FCC Opposes Certiorari in City’s Broadband Provider Fee Case

The Federal Communications Commission (FCC) says that the Supreme Court need not disturb an appellate decision ruling against the City of Eugene, Oregon over its imposition of a seven percent fee on cable operators providing broadband Internet service that use municipal rights-of-way. Wednesday’s opposition says that the lower court correctly found that the Communications Act of 1934 squarely preempts Eugene’s attempt to assess fees.

The dispute partly stems from an FCC order governing franchising authority’s ability to regulate cable operators’ provision of non-cable services. In upholding the FCC’s order, the Sixth Circuit agreed that the City of Eugene’s rights-of-way fee, as applied to cable operators’ broadband Internet service, was inconsistent with the Communications Act and therefore expressly preempted.

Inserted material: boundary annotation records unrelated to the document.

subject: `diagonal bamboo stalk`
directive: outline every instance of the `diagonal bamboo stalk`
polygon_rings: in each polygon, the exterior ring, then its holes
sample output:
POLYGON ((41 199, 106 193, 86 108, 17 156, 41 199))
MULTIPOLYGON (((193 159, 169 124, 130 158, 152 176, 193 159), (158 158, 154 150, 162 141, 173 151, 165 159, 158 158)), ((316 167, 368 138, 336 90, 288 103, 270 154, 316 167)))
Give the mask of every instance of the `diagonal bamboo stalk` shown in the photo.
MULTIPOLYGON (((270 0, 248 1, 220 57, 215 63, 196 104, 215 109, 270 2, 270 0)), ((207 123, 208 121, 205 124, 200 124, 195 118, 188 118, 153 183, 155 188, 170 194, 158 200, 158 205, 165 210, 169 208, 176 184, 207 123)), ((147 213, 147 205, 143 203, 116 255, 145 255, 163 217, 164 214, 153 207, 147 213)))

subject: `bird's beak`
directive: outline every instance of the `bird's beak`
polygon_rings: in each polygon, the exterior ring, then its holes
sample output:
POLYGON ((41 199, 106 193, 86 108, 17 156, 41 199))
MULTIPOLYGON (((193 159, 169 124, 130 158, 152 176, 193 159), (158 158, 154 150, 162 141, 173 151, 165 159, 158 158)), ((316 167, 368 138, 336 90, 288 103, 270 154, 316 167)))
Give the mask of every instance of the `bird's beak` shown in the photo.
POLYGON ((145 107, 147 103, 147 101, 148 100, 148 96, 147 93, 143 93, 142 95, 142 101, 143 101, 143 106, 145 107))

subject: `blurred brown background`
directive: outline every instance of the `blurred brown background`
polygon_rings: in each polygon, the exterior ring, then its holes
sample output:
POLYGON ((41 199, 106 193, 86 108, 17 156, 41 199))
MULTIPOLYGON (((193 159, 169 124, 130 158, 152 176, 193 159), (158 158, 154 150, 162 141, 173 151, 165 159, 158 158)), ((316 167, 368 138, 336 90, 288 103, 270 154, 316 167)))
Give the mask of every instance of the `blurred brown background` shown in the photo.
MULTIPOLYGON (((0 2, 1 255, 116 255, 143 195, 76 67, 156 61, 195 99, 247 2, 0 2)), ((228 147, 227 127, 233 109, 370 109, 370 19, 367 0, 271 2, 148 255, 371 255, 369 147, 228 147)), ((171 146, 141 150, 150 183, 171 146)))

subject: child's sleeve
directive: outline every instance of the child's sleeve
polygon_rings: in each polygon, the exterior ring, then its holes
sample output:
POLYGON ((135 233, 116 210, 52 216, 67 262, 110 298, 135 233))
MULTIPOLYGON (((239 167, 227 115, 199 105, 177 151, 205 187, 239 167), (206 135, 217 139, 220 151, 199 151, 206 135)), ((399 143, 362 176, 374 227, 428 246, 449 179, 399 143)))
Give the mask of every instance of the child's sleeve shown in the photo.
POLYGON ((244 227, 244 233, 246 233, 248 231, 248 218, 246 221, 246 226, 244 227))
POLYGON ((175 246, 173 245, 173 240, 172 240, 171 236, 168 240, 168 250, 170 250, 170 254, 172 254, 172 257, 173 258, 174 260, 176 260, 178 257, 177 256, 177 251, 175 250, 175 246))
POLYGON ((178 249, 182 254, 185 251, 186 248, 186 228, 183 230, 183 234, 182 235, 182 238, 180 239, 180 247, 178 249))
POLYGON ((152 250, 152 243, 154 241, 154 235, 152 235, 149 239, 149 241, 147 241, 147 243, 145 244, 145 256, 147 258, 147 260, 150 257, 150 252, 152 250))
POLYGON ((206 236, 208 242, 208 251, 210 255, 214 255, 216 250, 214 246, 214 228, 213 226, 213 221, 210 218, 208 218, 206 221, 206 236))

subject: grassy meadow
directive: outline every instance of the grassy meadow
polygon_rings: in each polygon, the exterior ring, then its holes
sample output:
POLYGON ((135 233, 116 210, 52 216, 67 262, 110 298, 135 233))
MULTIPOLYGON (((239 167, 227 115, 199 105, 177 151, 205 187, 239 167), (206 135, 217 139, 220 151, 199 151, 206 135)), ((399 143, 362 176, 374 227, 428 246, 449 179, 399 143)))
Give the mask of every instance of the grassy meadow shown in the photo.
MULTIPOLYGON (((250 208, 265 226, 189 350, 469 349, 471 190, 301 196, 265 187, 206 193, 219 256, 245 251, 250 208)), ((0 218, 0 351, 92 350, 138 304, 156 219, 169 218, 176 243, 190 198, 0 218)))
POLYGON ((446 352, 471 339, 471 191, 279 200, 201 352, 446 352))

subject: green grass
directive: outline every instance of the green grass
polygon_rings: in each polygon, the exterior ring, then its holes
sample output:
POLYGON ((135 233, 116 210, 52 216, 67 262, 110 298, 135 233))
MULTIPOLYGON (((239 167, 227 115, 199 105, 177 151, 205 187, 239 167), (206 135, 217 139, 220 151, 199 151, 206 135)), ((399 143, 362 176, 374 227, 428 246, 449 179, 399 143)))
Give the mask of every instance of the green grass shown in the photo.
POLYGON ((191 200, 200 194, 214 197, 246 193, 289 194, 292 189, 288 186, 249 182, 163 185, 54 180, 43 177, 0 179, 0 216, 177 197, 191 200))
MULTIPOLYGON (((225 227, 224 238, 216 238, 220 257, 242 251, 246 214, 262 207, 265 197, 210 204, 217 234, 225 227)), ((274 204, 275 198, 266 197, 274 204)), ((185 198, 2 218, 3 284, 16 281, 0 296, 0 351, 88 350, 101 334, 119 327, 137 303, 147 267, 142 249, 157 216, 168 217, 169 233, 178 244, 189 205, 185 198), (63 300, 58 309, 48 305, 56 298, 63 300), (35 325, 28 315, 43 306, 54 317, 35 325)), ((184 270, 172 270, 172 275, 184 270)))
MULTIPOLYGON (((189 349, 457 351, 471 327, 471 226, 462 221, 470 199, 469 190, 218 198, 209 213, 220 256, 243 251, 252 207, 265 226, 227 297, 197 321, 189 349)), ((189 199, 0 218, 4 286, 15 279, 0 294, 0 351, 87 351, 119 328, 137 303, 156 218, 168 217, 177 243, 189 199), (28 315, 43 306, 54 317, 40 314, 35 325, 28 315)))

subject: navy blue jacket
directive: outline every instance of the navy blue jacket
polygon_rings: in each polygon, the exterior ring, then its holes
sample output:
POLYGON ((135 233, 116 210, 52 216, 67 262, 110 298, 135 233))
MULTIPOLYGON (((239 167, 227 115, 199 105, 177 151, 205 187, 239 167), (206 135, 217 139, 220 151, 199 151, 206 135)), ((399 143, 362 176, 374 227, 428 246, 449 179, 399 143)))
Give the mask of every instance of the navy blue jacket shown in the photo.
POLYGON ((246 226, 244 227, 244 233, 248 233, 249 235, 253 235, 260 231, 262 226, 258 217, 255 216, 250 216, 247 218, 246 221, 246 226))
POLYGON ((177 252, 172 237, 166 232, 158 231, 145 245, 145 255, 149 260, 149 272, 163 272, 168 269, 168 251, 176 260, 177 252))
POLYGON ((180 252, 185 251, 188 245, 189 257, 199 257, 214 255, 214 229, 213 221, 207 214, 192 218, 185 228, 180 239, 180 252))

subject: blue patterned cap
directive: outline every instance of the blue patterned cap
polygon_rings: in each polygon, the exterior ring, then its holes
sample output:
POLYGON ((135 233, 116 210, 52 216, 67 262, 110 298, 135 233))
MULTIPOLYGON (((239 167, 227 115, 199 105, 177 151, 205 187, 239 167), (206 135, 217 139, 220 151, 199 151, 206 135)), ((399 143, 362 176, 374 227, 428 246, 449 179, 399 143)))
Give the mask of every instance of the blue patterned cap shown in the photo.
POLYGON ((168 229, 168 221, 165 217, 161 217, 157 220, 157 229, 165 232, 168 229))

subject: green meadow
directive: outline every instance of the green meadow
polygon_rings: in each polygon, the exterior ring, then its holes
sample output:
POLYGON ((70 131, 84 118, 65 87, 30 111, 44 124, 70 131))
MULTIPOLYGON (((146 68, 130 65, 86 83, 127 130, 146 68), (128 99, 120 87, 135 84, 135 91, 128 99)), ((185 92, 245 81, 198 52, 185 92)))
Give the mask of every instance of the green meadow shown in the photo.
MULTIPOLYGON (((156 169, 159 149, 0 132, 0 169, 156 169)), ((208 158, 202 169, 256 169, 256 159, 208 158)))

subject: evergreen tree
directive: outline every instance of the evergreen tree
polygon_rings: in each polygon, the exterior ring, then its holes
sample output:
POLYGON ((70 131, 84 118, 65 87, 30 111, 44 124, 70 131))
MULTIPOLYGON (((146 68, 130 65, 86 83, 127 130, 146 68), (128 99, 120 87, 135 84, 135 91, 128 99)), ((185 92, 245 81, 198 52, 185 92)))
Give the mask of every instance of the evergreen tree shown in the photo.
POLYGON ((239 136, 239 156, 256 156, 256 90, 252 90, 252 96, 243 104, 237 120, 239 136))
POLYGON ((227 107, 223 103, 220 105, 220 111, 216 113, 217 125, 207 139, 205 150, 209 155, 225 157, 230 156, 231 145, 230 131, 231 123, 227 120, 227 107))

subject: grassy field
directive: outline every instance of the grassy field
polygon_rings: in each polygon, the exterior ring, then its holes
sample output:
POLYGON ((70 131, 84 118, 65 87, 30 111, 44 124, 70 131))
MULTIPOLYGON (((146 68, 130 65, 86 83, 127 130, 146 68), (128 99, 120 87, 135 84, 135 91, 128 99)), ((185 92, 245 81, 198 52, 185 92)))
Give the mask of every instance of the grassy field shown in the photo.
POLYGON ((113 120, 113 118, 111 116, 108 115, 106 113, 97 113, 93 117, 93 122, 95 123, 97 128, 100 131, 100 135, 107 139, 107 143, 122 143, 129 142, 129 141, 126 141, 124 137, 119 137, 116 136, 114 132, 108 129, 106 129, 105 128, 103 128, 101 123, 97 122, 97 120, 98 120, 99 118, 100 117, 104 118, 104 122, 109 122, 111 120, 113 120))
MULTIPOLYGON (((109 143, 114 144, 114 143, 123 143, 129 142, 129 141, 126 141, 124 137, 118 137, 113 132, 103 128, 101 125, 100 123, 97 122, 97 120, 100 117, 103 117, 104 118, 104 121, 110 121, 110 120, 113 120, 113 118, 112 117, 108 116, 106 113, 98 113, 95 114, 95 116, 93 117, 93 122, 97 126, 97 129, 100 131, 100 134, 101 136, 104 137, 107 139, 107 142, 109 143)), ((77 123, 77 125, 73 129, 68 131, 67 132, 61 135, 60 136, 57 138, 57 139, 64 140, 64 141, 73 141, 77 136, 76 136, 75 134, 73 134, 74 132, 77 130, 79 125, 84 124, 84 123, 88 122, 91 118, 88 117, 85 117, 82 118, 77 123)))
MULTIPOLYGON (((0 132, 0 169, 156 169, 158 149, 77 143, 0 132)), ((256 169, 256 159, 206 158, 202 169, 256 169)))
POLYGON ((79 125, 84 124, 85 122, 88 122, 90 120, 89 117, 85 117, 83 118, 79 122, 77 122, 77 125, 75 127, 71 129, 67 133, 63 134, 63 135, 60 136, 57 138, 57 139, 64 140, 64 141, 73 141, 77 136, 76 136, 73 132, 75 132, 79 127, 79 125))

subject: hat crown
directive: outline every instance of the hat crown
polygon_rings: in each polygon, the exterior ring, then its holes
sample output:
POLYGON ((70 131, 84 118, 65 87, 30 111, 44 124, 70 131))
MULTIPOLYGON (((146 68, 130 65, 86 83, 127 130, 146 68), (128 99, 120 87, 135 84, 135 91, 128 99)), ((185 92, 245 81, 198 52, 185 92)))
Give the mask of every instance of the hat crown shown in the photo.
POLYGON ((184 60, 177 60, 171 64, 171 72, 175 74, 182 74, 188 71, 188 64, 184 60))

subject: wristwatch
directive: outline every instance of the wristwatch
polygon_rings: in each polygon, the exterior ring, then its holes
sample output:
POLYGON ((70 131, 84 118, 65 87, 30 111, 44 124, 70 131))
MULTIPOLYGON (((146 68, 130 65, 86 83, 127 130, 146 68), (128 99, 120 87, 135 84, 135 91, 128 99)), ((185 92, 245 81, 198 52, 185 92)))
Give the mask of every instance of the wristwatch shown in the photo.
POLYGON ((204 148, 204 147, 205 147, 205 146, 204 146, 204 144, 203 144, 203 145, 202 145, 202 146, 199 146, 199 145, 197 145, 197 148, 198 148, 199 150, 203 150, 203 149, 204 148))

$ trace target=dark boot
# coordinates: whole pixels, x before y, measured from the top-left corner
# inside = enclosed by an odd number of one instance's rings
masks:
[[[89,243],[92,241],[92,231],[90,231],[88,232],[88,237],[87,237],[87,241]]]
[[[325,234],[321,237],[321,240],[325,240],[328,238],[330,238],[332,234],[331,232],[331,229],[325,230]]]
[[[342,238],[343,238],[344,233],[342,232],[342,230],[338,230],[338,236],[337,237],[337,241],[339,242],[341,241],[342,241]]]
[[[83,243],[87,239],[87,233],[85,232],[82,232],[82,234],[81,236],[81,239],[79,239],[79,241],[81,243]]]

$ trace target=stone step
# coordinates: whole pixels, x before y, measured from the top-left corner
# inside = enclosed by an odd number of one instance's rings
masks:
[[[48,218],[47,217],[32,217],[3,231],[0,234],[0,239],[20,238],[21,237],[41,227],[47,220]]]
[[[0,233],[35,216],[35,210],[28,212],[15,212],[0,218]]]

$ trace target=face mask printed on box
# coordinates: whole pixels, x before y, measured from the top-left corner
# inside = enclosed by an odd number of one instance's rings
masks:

As previously reported, the cities argued in favor of certiorari. Among other things, their petition said that the Supreme Court need review the case to resolve federalism issues. In particular, the cities contended that the decision unfairly buoys cable-only service operators over broadband Internet providers.

In this week’s response, the FCC said the appellate court’s decision is not in conflict with any Supreme Court, appeals court, or any state high court decision. “Further review is not warranted,” the agency reiterated several times.

The FCC also rebutted arguments that the court of appeals misapplied principles of preemption, specifically “implied obstacle preemption.” The agency argued that the court’s conclusion that Title VI of the Communications Act prohibits the city’s fees was grounded in sound analysis.

The FCC urged that the Sixth Circuit correctly decided that state and local franchising authorities may not “end-run” the Communication Act’s limitations “‘by using other governmental entities or other sources of authority to accomplish indirectly what franchising authorities are prohibited from doing directly.’”

The FCC is represented by its own counsel and the Office of the Solicitor General.